In 1986, Grisey began to focus on unpredictability and volatility in music, and the organization of his works became less readily apparent, fractured as they were by abrupt changes and outbursts. In this work he turned to the nature of recently discovered entities in space, pulsars, which exist far outside our solar system, following processes alien to the regularity of the cycles we have come to depend on for life on our planet.

Grisey first heard the rhythmic beating of pulsars in California in 1985 and, in his words, “immediately wondered, like Picasso picking up an old bicycle saddle, what in the world could I do with this?” He chose to build a complex rhythmic world around them, erecting dense structures that set off two prerecorded interludes featuring the noise of the actual pulsars, as captured by radio telescopes.

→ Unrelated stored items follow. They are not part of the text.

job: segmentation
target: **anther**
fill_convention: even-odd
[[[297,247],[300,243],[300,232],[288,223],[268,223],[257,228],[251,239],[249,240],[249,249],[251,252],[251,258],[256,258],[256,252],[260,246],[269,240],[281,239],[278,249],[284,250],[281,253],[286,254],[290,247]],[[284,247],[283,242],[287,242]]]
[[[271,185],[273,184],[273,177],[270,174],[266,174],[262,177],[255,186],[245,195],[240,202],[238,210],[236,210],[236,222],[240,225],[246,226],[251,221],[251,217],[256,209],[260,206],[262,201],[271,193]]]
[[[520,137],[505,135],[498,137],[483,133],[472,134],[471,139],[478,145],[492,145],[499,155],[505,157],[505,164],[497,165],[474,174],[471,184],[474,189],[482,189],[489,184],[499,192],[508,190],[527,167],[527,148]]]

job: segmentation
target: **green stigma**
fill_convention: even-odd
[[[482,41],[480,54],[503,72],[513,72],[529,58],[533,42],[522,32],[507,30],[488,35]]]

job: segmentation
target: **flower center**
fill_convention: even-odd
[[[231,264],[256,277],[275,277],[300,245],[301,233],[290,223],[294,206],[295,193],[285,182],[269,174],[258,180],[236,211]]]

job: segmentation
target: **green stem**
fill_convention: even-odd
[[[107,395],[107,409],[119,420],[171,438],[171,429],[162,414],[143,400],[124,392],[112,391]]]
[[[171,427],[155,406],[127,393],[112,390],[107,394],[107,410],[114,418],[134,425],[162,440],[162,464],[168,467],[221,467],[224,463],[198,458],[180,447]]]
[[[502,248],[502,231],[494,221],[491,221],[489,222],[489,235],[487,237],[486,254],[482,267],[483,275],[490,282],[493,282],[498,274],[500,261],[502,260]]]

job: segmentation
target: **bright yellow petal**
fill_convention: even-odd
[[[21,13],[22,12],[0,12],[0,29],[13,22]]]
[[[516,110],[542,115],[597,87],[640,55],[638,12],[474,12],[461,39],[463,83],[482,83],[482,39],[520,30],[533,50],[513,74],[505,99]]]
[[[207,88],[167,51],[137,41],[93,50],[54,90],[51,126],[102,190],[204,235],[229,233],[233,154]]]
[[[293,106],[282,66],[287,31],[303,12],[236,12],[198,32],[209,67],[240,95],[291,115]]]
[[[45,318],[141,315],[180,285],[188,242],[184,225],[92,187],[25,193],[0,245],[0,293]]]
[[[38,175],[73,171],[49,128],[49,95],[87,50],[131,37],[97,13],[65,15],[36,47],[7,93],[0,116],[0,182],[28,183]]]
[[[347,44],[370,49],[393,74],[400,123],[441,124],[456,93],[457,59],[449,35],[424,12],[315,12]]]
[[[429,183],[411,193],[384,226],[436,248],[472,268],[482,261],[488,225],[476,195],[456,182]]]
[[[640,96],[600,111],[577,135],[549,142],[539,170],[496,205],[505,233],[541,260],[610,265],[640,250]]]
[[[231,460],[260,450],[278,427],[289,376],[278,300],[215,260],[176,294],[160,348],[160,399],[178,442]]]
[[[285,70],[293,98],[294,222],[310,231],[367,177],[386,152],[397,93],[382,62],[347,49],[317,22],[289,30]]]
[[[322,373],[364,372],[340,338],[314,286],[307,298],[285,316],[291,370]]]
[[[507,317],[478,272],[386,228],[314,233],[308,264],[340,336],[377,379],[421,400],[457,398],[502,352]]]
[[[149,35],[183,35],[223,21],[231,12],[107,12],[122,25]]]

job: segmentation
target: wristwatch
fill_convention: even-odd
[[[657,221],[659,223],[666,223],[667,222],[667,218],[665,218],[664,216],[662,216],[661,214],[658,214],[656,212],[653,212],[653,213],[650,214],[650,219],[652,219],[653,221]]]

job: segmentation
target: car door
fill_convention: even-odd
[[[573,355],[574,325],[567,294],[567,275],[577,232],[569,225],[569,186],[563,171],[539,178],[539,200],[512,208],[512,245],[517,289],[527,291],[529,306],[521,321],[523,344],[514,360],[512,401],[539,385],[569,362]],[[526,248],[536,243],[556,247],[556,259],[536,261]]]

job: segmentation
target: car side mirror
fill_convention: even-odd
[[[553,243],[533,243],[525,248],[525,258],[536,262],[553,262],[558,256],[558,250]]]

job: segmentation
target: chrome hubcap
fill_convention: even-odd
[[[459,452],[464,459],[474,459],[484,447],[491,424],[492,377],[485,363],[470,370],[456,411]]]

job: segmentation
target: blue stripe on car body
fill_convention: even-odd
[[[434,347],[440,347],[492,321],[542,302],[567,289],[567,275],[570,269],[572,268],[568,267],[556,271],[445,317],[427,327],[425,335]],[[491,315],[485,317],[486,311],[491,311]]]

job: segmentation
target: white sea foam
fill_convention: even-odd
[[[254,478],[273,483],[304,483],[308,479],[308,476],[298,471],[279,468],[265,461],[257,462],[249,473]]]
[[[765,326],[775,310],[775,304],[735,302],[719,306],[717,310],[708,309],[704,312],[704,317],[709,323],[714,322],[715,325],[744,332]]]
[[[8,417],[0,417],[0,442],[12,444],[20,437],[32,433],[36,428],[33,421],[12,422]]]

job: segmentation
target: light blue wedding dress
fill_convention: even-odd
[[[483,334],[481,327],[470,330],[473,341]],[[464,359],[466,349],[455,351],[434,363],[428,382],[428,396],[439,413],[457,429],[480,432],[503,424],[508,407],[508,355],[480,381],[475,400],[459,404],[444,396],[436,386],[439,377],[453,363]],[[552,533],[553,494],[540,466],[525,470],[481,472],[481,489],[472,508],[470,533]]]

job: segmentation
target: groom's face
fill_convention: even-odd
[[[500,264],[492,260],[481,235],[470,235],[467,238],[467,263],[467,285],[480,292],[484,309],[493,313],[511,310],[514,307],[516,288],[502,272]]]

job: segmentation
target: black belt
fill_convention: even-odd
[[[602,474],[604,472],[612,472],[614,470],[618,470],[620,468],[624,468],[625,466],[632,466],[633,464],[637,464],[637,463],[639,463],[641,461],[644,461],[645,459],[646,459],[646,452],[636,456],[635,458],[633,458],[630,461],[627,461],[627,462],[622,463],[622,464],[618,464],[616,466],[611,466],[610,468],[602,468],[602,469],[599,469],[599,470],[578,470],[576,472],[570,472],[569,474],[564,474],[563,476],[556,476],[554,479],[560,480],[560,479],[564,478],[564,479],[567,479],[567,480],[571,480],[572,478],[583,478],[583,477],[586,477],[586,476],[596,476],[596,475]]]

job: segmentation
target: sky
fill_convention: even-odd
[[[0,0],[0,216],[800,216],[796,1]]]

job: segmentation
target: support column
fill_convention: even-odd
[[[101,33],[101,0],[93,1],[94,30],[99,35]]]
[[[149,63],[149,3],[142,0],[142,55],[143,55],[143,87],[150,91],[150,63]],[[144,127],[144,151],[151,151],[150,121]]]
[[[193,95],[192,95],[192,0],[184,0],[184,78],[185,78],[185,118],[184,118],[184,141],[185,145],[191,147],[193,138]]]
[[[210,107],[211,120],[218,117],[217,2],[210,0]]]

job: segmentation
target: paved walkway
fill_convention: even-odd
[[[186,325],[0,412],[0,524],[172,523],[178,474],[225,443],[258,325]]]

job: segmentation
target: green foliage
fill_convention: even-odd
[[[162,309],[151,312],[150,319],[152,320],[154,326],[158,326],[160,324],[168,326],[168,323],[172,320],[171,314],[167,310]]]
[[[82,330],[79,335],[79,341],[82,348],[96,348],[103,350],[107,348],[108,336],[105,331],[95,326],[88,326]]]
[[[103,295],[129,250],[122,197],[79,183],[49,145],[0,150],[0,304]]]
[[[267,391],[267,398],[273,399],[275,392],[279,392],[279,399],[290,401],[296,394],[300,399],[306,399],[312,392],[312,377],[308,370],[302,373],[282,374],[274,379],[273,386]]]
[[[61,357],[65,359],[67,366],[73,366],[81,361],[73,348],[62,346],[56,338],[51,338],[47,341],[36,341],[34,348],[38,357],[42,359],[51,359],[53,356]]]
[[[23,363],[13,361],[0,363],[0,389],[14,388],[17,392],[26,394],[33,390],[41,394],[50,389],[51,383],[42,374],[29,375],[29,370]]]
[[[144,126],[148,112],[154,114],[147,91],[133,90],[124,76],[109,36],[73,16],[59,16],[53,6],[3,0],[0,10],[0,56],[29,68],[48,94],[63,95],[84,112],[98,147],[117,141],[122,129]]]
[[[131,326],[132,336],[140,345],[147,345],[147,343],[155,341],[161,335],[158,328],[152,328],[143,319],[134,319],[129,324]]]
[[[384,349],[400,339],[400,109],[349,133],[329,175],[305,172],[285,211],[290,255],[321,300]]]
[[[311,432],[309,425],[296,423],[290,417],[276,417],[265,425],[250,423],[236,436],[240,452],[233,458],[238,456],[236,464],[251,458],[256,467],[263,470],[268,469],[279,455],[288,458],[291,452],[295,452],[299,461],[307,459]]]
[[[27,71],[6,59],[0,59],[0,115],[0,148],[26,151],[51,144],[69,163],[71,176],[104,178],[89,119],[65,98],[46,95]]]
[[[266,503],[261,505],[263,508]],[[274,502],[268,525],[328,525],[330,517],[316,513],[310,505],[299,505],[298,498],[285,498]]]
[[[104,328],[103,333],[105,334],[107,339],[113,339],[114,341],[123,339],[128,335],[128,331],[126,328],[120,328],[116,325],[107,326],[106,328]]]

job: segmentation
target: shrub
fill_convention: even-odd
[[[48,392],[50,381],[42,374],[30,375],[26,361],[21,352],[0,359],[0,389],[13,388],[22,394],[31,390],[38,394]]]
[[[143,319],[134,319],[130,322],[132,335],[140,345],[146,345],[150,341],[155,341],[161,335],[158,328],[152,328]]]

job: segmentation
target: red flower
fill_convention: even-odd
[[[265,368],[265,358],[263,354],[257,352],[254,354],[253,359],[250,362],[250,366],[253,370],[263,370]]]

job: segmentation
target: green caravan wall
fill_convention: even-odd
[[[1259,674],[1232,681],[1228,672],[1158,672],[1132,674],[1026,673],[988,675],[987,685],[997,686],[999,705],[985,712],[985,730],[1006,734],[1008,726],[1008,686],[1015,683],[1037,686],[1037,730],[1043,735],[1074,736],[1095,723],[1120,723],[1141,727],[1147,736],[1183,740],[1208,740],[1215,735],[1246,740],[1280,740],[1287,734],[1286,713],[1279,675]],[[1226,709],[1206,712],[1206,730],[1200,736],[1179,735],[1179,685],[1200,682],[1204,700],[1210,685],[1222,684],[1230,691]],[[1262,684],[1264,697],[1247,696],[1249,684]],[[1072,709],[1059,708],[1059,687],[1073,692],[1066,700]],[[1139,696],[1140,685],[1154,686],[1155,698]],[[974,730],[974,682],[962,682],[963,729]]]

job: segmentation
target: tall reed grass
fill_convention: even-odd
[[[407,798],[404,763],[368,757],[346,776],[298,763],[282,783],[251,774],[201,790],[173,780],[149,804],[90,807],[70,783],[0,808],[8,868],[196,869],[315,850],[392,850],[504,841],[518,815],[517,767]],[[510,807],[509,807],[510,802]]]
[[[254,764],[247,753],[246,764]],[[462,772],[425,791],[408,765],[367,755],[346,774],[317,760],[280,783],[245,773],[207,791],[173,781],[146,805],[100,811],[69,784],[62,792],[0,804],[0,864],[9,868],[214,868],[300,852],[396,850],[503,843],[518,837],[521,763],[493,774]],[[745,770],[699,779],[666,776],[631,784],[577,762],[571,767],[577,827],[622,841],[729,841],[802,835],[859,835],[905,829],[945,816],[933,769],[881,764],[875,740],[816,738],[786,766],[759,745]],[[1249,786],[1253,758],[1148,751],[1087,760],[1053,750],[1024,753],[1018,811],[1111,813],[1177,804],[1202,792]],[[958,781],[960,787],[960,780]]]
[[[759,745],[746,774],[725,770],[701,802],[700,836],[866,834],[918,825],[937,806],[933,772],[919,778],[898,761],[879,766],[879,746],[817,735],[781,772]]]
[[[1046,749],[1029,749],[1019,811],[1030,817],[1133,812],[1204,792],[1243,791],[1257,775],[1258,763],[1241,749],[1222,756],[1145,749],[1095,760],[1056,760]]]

The Vela pulsar, the first of the two, makes a cameo appearance some 20 minutes into the piece.

The first outdoor performance of Le Noir de l'Etoile in Marfa would be a tremendously moving event. “If a performance is convincing, if it is striving for something, if that sense of exploration and that sense of wonder are present, I think an audience will be open to it,” said Seth Knopp, Yellow Barn's Artistic Director. “We don’t play this music out of duty, really, but out of a desire for everyone — the musicians, the audience — to have a full experience of what’s around us, and to try to understand where it came from.”

More information about Yellow Barn and Le Noir de l'Etoile, including images and audio clips, can be found on Yellow Barn's website.

Yellow Barn, an international center for chamber music, encourages discovery in the studio, classroom, and concert hall; explores the craft of musical interpretation; and illuminates our world through the unique experience of music. Through its annual summer educational programs, and its ongoing series of Artist Residencies, outreach workshops and presentations, and collaborative performances, each year Yellow Barn welcomes over 100 musicians from all over the world to Vermont, and reaches more than 4,000 audience members from the local community and across the nation.